Es gibt etliche Lebenssituationen, in denen das Tragen des Kindes am Körper das gemeinsame Leben erleichtern kann, Frühgeborene z.B. profitieren vom sog. "Nachtragen", blinde Kinder gewinnen sehr viel schneller an Sicherheit, da sie die Eltern spüren, Down-Kinder nehmen intensiver am täglichen Geschehen teil, die Liste ließe sich beliebig fortführen.

Durch das ständige Bewegen der Trägerin oder des Trägers, wird beim Kind vor allem der für uns sehr notwendige Gleichgewichtssinn angeregt, was sich positiv auf die Gehirnreifung und die motorische Entwicklung auswirkt. Ebenso fördern wir den Taktilen Sinn (Tastsinn), das Baby spürt, Tuch, Kleidung, oder nackte Haut, atmet den Duft der Eltern ein und fühlt sich sicher und geborgen.
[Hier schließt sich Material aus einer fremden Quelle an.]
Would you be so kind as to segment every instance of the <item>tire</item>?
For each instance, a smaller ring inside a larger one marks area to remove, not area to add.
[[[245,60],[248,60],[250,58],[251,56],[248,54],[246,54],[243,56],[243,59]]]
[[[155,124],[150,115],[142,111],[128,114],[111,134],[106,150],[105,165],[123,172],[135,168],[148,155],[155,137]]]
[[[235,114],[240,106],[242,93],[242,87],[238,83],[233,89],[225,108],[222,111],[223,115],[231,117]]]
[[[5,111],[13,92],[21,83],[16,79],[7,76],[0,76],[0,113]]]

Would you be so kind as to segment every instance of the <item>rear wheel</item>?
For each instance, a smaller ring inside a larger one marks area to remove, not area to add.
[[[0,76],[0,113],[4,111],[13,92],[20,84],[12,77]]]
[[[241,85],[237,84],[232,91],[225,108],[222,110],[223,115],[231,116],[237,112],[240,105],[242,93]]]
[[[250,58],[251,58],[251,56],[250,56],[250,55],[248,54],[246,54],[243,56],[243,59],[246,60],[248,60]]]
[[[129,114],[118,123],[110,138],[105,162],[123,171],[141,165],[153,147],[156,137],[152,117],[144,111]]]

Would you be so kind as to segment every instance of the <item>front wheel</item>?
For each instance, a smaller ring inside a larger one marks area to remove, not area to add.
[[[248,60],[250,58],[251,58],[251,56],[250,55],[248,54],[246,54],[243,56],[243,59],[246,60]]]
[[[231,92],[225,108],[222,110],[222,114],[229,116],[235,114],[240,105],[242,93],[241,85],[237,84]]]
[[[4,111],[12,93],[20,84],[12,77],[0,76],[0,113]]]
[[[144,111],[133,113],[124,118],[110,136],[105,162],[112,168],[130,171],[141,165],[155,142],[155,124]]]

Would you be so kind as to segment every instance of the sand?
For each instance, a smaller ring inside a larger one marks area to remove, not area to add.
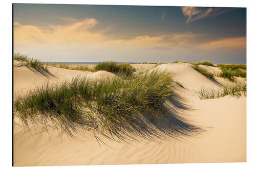
[[[115,76],[104,71],[92,73],[53,67],[49,67],[52,75],[45,76],[18,64],[14,62],[14,96],[33,88],[35,83],[47,81],[57,82],[78,75],[94,79]],[[136,64],[140,69],[154,66]],[[196,90],[201,87],[218,87],[229,83],[222,78],[217,79],[217,82],[210,81],[187,64],[165,64],[154,69],[169,71],[174,79],[184,84],[185,88],[178,87],[177,91],[193,110],[183,113],[194,124],[204,127],[202,134],[181,136],[182,139],[166,137],[129,142],[102,137],[107,146],[102,143],[100,145],[91,133],[74,140],[65,135],[60,136],[53,130],[36,134],[38,132],[31,128],[20,133],[20,127],[15,126],[14,166],[246,161],[246,98],[200,100]]]

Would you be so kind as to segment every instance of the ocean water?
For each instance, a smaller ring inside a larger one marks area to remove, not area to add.
[[[42,62],[42,63],[45,63],[44,62]],[[51,64],[51,62],[49,62]],[[79,65],[79,64],[97,64],[99,63],[99,62],[54,62],[55,64],[67,64],[67,65]],[[125,63],[126,62],[117,62],[118,64]],[[128,63],[132,64],[137,64],[138,63],[136,62],[128,62]]]

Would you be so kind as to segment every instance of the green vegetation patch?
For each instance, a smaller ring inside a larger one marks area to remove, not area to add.
[[[238,82],[218,89],[202,88],[197,91],[201,100],[222,98],[230,95],[237,98],[246,96],[246,83]]]
[[[158,119],[168,110],[165,101],[175,95],[172,82],[168,74],[155,71],[126,79],[75,77],[70,81],[45,84],[15,98],[14,114],[25,127],[32,122],[47,129],[51,120],[52,126],[71,136],[80,130],[102,133],[127,127],[134,130],[138,128],[136,120],[143,114]],[[180,130],[186,133],[195,128],[181,120],[176,123],[170,133]],[[183,124],[184,127],[179,127]]]
[[[234,77],[246,78],[246,64],[219,64],[222,72],[217,76],[234,81]]]
[[[114,61],[102,62],[97,64],[94,71],[105,70],[114,74],[124,74],[130,76],[136,69],[129,63],[118,64]]]
[[[198,62],[197,63],[197,65],[207,65],[207,66],[211,66],[212,67],[215,67],[214,64],[212,63],[211,63],[210,62],[208,61],[204,61],[204,62]]]
[[[199,66],[193,66],[193,68],[198,71],[208,79],[214,79],[214,75],[205,69],[200,67]]]
[[[70,65],[66,64],[56,64],[55,63],[53,62],[50,64],[50,66],[60,68],[65,68],[68,69],[72,69],[73,70],[80,70],[80,71],[93,71],[91,69],[89,69],[87,65]]]
[[[24,62],[25,65],[28,67],[32,67],[37,70],[48,71],[48,63],[43,64],[40,60],[29,58],[27,54],[15,53],[13,56],[13,60],[20,61]]]

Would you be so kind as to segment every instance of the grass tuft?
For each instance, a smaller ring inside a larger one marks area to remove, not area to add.
[[[114,74],[124,74],[131,76],[136,69],[129,63],[118,64],[114,61],[102,62],[97,64],[94,71],[105,70]]]
[[[238,82],[218,89],[202,88],[197,91],[201,100],[222,98],[230,95],[237,98],[246,96],[246,83]]]
[[[200,67],[199,66],[193,66],[193,68],[198,71],[208,79],[214,79],[214,75],[205,69]]]
[[[217,76],[234,81],[234,77],[246,77],[246,64],[219,64],[222,72]]]
[[[75,77],[44,84],[15,99],[14,114],[27,127],[32,122],[47,129],[51,120],[71,136],[80,129],[113,133],[133,127],[145,113],[157,119],[167,110],[165,101],[174,95],[172,79],[164,72],[97,81]]]
[[[204,61],[204,62],[198,61],[197,63],[197,65],[204,65],[211,66],[212,67],[215,67],[215,65],[213,63],[211,63],[210,62],[208,62],[208,61]]]
[[[80,70],[80,71],[92,71],[93,70],[91,69],[89,69],[88,67],[86,65],[70,65],[65,64],[56,64],[55,62],[52,62],[50,65],[51,66],[60,68],[65,68],[68,69],[72,69],[73,70]]]
[[[28,57],[28,54],[20,54],[15,53],[13,56],[13,60],[25,62],[25,65],[28,67],[32,67],[37,70],[48,71],[48,62],[44,64],[40,60],[34,59],[33,58]]]
[[[29,61],[28,56],[28,54],[21,54],[19,53],[15,53],[13,56],[13,60],[28,62]]]

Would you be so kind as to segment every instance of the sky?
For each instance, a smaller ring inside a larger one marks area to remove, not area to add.
[[[14,52],[44,61],[246,63],[246,8],[14,4]]]

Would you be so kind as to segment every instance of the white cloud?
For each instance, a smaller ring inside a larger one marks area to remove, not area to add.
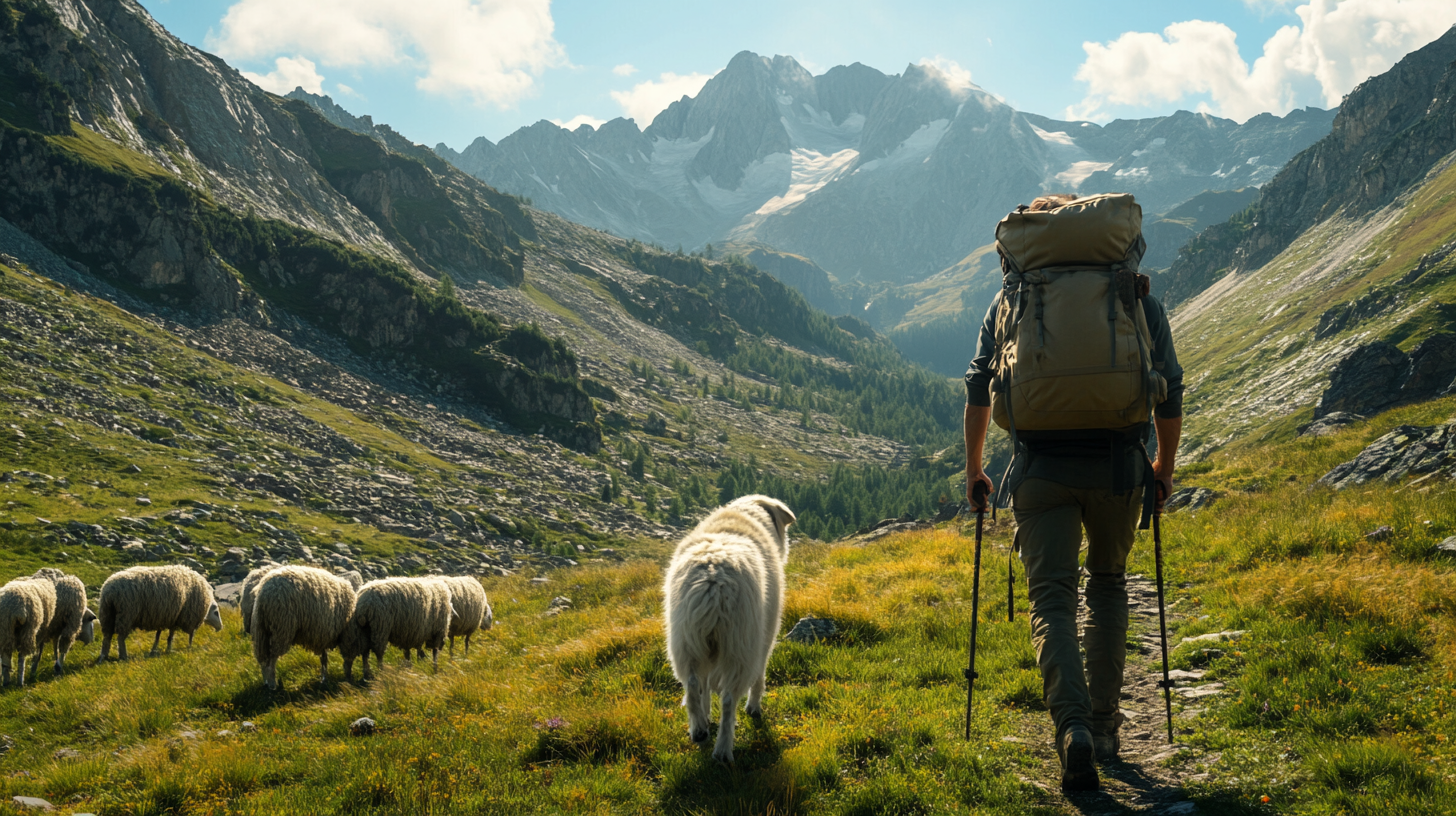
[[[577,130],[581,125],[591,125],[594,128],[598,128],[607,124],[607,119],[598,119],[597,117],[588,114],[577,114],[575,117],[566,119],[565,122],[561,119],[552,119],[552,122],[555,122],[556,127],[563,127],[566,130]]]
[[[1278,0],[1259,0],[1278,1]],[[1203,108],[1243,121],[1302,105],[1332,108],[1366,79],[1456,23],[1450,0],[1309,0],[1294,9],[1302,25],[1280,28],[1249,67],[1235,32],[1206,20],[1159,34],[1127,32],[1083,42],[1076,77],[1088,83],[1069,118],[1107,118],[1107,108],[1149,106],[1207,95]]]
[[[945,77],[946,87],[974,87],[976,83],[971,82],[971,71],[962,68],[955,60],[946,57],[926,57],[920,60],[920,66],[926,68],[935,68]]]
[[[550,0],[237,0],[207,45],[229,60],[403,67],[427,93],[510,106],[565,63],[553,31]]]
[[[301,87],[309,93],[323,93],[323,74],[319,73],[313,60],[304,57],[278,57],[274,60],[274,70],[266,74],[240,71],[253,85],[274,93],[288,93],[294,87]]]
[[[613,90],[612,98],[622,105],[622,112],[629,119],[636,119],[638,127],[646,128],[652,119],[668,105],[683,96],[696,96],[708,85],[713,74],[677,76],[673,71],[632,86],[632,90]]]

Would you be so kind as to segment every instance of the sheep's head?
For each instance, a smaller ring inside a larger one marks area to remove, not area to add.
[[[90,643],[96,637],[96,613],[86,608],[86,613],[82,615],[82,634],[77,640],[82,643]]]

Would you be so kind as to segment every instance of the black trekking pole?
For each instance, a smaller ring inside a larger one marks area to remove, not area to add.
[[[1158,485],[1158,498],[1163,498],[1163,485]],[[1153,561],[1158,564],[1158,634],[1163,644],[1163,707],[1168,711],[1168,745],[1174,742],[1174,682],[1168,679],[1168,616],[1163,611],[1163,509],[1153,509]]]
[[[971,742],[971,697],[976,694],[976,612],[981,605],[981,529],[986,526],[986,482],[971,485],[976,507],[976,567],[971,573],[971,664],[965,669],[965,742]]]
[[[1016,544],[1006,548],[1006,622],[1016,622]]]

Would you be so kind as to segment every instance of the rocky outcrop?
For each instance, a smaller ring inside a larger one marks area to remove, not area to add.
[[[1372,213],[1456,149],[1456,28],[1345,96],[1332,130],[1264,185],[1238,229],[1211,227],[1179,255],[1169,306],[1224,272],[1249,272],[1335,213]],[[1214,232],[1217,230],[1217,232]]]
[[[1357,347],[1329,374],[1315,418],[1335,412],[1370,415],[1447,392],[1456,379],[1456,334],[1423,340],[1406,354],[1385,341]]]
[[[1335,490],[1408,476],[1456,478],[1456,425],[1401,425],[1370,443],[1360,456],[1340,465],[1316,484]]]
Wichtig sind dabei eine kompetente Beratung, ein evtl. Hausbesuch der Trageberaterin, damit die frühe Hilfe nicht an langen Wegen der Eltern scheitern muss. Eine qualitativ hochwertige Beratung darf nicht in "Schubladendenken" verfallen (z. B. Down-Kinder nie!!! in ein elastisches Tuch setzen ), denn es gibt meiner Meinung nach nicht DIE Tragehilfe bei DER Behinderung, eine Beraterin sollte immer die individuellen Bedürfnisse jeder einzelnen Familie im Blick haben, das gilt für gesunde, behinderte oder kranke Kinder gleichermaßen.
Bei medizinisch nicht vor geschulten Trageberatern, bei Zweifeln und Unsicherheiten ist es meiner Erfahrung nach unbedingt erstrebenswert mit anderen Fachleuten gemeinsam zu arbeiten.
So können Fehler vermieden werden, und sich Netzwerke bilden, welche wiederum sehr viel mehr Eltern erreichen, die eine tragende Verbindung zu ihrem Kind aufbauen möchten.